Personal information
- Full name: Daniel George Gough
- Born: 18 March 1900 Northcote, Victoria
- Died: 15 April 1952 (aged 52) Regent
- Original teams: Croxton I.O.R., Preston.
- Height: 177 cm (5 ft 10 in)
- Weight: 73 kg (161 lb)
- Position: Forward

Playing career^{1}
- Years: Club / Games (Goals)
- 1919–1921: Fitzroy / 23 (28)
- 1927–1928: Carlton / 24 (66)
- Total:  / 47 (94)
- ^{1} Playing statistics correct to the end of 1928.

= George Gough =

Australian rules footballer (1900–1952)

Daniel George Gough (18 March 1900 – 15 April 1952) was an Australian rules footballer who played for Fitzroy and Carlton in the Victorian Football League (VFL).

George Gough was one of these schoolboys who would one day be a competent footballer, he started as a youngster playing with the Croxton I.O.R. junior team, till 1918, when he came of age and transferred to Preston in the V.J.F.A. competition. Fitzroy recruited him the following year.
Gough, a small forward, had the first of two separate stints in the VFL. He played mainly as a half-forward and rover but after three seasons he had enough of Fitzroy's coach so he crossed over to play for his local VFA side, Northcote.

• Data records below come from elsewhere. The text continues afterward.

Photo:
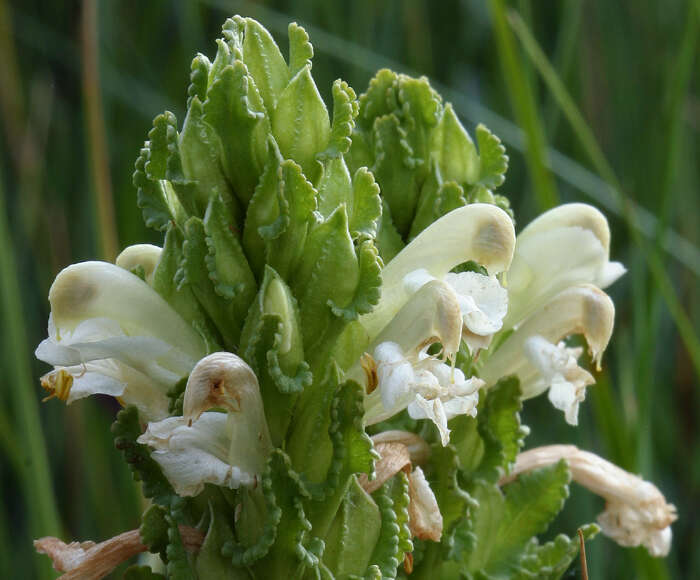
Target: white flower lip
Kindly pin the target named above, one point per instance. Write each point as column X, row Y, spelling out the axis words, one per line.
column 111, row 333
column 636, row 512
column 226, row 449
column 479, row 232
column 425, row 386
column 193, row 456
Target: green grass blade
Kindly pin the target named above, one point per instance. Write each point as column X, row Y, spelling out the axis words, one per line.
column 589, row 143
column 35, row 475
column 523, row 101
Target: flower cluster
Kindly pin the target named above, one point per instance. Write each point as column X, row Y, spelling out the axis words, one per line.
column 324, row 280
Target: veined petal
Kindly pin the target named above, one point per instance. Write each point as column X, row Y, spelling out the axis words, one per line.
column 431, row 315
column 636, row 512
column 558, row 370
column 108, row 377
column 191, row 456
column 581, row 309
column 565, row 246
column 146, row 256
column 479, row 232
column 102, row 290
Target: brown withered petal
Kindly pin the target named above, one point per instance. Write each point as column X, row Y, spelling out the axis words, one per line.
column 418, row 449
column 394, row 458
column 425, row 519
column 91, row 561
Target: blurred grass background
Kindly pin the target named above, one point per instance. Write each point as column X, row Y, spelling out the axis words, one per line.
column 595, row 101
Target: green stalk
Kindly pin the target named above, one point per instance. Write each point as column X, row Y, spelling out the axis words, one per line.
column 36, row 473
column 523, row 101
column 590, row 145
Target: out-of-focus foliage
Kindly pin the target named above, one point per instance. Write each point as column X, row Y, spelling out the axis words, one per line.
column 629, row 67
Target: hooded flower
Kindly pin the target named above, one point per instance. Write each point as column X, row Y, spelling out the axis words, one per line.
column 110, row 333
column 636, row 512
column 227, row 449
column 407, row 377
column 534, row 351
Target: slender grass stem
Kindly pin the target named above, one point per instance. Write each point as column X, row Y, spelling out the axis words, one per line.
column 590, row 145
column 522, row 98
column 97, row 138
column 36, row 473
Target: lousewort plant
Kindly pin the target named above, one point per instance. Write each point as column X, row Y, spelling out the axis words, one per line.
column 322, row 368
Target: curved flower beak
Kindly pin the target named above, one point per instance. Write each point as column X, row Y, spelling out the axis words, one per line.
column 220, row 380
column 145, row 256
column 479, row 232
column 636, row 512
column 227, row 449
column 566, row 246
column 534, row 354
column 111, row 333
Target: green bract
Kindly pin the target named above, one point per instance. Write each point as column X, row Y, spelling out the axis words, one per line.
column 324, row 278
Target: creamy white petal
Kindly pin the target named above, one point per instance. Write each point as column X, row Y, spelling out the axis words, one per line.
column 483, row 301
column 102, row 290
column 479, row 232
column 636, row 512
column 193, row 456
column 581, row 309
column 431, row 315
column 565, row 246
column 145, row 255
column 558, row 370
column 422, row 408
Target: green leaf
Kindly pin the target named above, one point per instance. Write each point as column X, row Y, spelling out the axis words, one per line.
column 263, row 517
column 199, row 79
column 264, row 61
column 334, row 186
column 235, row 109
column 154, row 530
column 178, row 566
column 379, row 99
column 394, row 169
column 493, row 161
column 454, row 149
column 182, row 299
column 194, row 273
column 228, row 267
column 353, row 534
column 442, row 472
column 345, row 109
column 368, row 287
column 389, row 241
column 200, row 155
column 279, row 215
column 210, row 562
column 329, row 271
column 366, row 210
column 300, row 50
column 498, row 532
column 271, row 343
column 158, row 210
column 394, row 535
column 499, row 430
column 126, row 430
column 549, row 561
column 300, row 122
column 436, row 199
column 293, row 550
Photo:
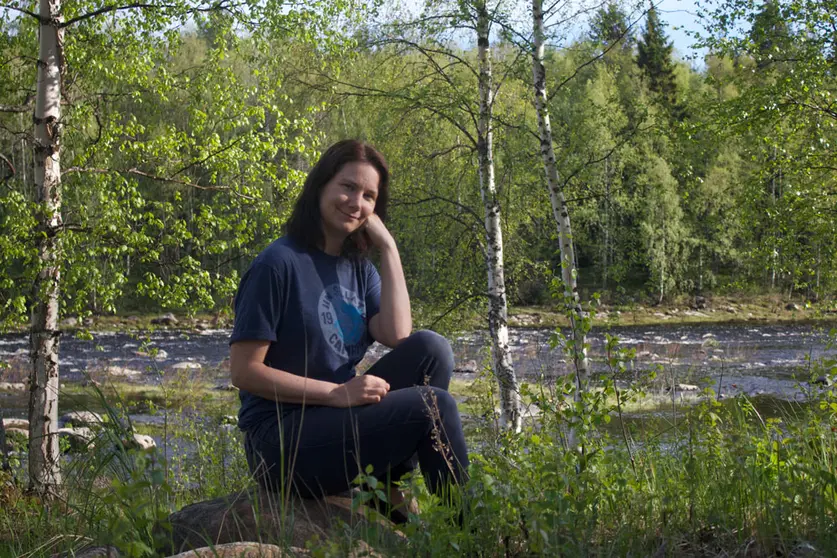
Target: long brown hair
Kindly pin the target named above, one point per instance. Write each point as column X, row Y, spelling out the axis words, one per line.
column 305, row 224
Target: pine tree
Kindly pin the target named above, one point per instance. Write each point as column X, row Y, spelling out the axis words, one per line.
column 610, row 25
column 654, row 58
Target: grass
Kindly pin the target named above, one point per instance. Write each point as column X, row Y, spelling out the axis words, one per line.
column 742, row 477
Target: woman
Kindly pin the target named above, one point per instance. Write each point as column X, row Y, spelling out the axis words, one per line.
column 306, row 312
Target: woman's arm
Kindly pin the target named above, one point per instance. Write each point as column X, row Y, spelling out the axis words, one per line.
column 394, row 322
column 250, row 373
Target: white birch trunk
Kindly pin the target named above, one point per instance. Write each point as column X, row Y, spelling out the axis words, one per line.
column 497, row 304
column 44, row 471
column 559, row 205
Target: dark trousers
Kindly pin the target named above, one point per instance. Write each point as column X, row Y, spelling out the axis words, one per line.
column 321, row 449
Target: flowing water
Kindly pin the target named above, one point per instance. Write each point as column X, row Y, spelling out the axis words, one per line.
column 753, row 359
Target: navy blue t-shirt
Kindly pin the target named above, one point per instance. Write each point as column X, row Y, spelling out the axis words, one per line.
column 314, row 309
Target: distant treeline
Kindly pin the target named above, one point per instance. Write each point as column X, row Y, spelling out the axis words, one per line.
column 183, row 152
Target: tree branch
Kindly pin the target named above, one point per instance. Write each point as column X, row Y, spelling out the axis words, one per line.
column 21, row 10
column 137, row 172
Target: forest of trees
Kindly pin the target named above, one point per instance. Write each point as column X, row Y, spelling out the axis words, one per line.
column 184, row 139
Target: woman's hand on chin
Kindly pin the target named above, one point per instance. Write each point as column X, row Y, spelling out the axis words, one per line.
column 377, row 232
column 360, row 390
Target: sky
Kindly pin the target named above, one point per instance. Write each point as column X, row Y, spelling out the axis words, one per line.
column 679, row 16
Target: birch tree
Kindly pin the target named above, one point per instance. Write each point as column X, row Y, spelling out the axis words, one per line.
column 560, row 211
column 225, row 165
column 497, row 300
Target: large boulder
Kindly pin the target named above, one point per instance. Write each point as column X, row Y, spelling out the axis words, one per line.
column 260, row 515
column 242, row 550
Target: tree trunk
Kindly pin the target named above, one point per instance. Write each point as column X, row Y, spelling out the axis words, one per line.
column 44, row 471
column 560, row 211
column 497, row 304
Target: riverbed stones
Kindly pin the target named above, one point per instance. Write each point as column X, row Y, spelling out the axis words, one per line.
column 122, row 372
column 686, row 387
column 79, row 439
column 81, row 418
column 16, row 423
column 12, row 386
column 165, row 319
column 259, row 515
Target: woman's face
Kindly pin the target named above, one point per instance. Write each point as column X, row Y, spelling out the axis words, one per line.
column 348, row 199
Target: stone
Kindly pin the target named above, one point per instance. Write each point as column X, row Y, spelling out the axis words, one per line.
column 16, row 423
column 165, row 319
column 468, row 367
column 233, row 518
column 91, row 552
column 159, row 355
column 186, row 366
column 12, row 386
column 823, row 381
column 686, row 387
column 141, row 441
column 238, row 550
column 80, row 418
column 122, row 372
column 80, row 439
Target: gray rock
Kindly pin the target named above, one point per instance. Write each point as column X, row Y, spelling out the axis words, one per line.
column 226, row 387
column 141, row 441
column 81, row 418
column 686, row 387
column 80, row 439
column 122, row 372
column 257, row 514
column 16, row 423
column 12, row 386
column 239, row 550
column 17, row 438
column 165, row 319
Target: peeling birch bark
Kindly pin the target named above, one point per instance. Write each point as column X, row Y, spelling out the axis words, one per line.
column 560, row 210
column 44, row 470
column 497, row 302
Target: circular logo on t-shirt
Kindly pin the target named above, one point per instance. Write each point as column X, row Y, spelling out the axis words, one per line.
column 342, row 316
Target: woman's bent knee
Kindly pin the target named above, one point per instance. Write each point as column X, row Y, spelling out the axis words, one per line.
column 434, row 345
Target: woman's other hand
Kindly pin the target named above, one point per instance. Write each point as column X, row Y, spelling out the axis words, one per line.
column 360, row 390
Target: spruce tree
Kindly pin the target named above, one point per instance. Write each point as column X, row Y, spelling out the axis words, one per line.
column 654, row 59
column 610, row 25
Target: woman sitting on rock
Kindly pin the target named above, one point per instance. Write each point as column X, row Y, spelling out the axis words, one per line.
column 307, row 310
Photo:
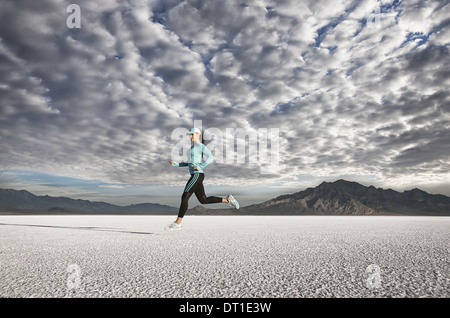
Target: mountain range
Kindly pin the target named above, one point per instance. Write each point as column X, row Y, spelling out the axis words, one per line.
column 329, row 198
column 24, row 201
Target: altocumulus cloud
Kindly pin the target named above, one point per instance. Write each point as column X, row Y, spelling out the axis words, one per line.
column 357, row 88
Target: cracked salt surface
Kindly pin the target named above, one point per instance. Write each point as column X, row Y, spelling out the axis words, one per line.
column 225, row 256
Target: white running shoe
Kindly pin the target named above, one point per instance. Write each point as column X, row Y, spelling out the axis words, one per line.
column 173, row 227
column 233, row 202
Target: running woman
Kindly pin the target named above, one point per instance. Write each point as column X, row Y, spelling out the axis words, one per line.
column 195, row 182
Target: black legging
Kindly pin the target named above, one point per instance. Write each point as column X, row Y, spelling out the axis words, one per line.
column 195, row 185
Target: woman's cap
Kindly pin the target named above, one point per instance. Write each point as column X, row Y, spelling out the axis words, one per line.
column 194, row 131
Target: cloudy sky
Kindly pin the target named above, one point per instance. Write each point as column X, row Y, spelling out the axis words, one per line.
column 357, row 89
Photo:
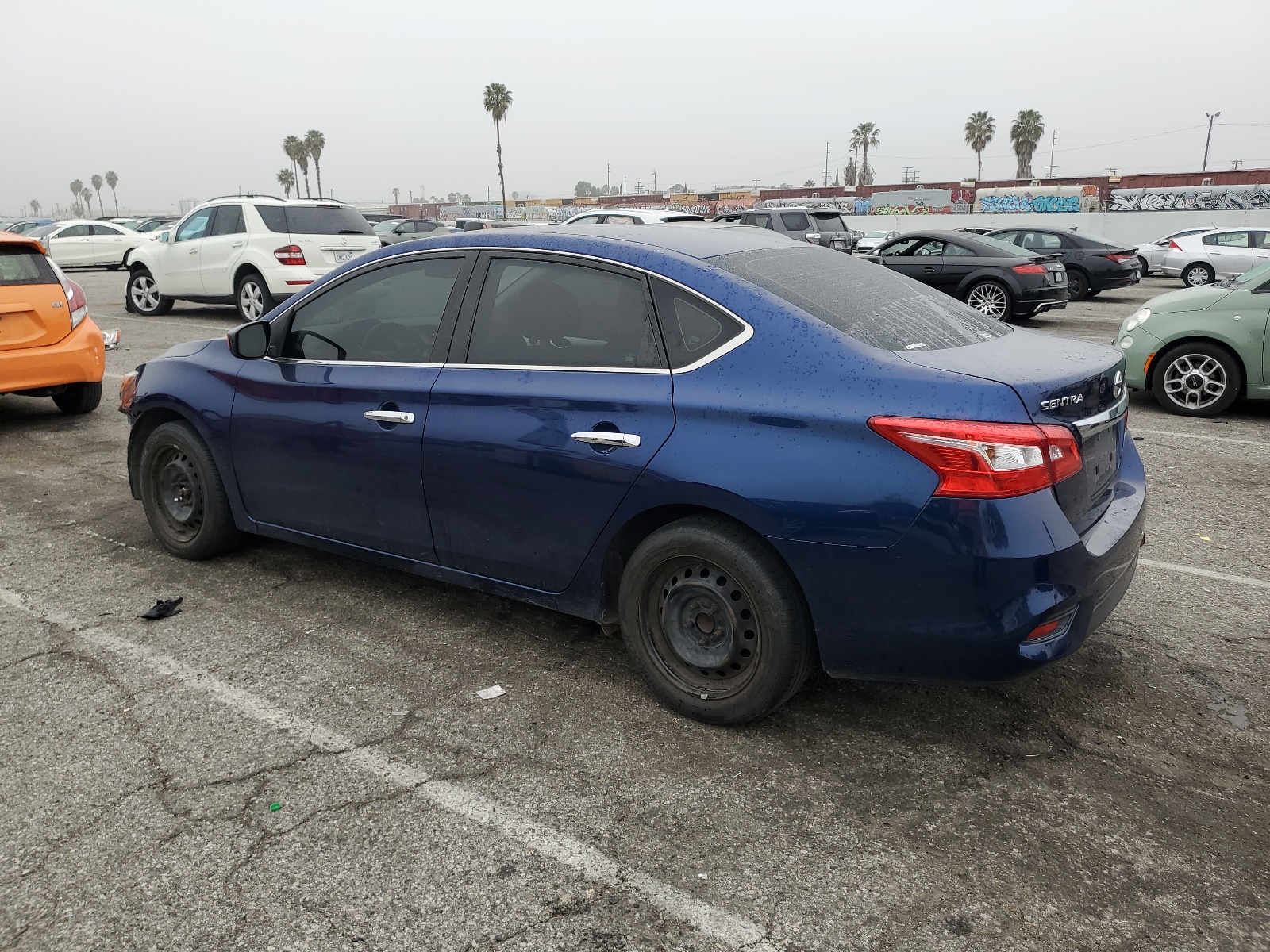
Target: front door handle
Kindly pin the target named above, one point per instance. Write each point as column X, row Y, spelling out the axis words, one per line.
column 607, row 440
column 389, row 416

He then turned out for Northcote playing at full forward. In his third season he topped the league's goal-kicking with 83 goals. His tally that year included a bag of 25 goals against Prahran which set a VFA record which has never been broken; it was his sole haul of ten or more goals in a game. He played a total of 91 matches for Northcote, kicking 276 goals.

In 1926 he was second in the league goalkicking for the year. He was so consistent that Carlton express keen interest in him. Gough was picked up by Carlton and started well by kicking five goals on his debut for the club. He finished the season with a tally of 30 goals and backed it up the following year with 36 goals, four of them in the Semi Final loss to Richmond. In his 24 games at Carlton, Gough went goal-less only once.

After two years with Carlton, Gough returned to Northcote in 1929 and played up the field on the wing. He lost his passion for the game and retired mid-season.

He was cleared to Preston for the 1930 season.

He died after a long illness, at his home in Regent.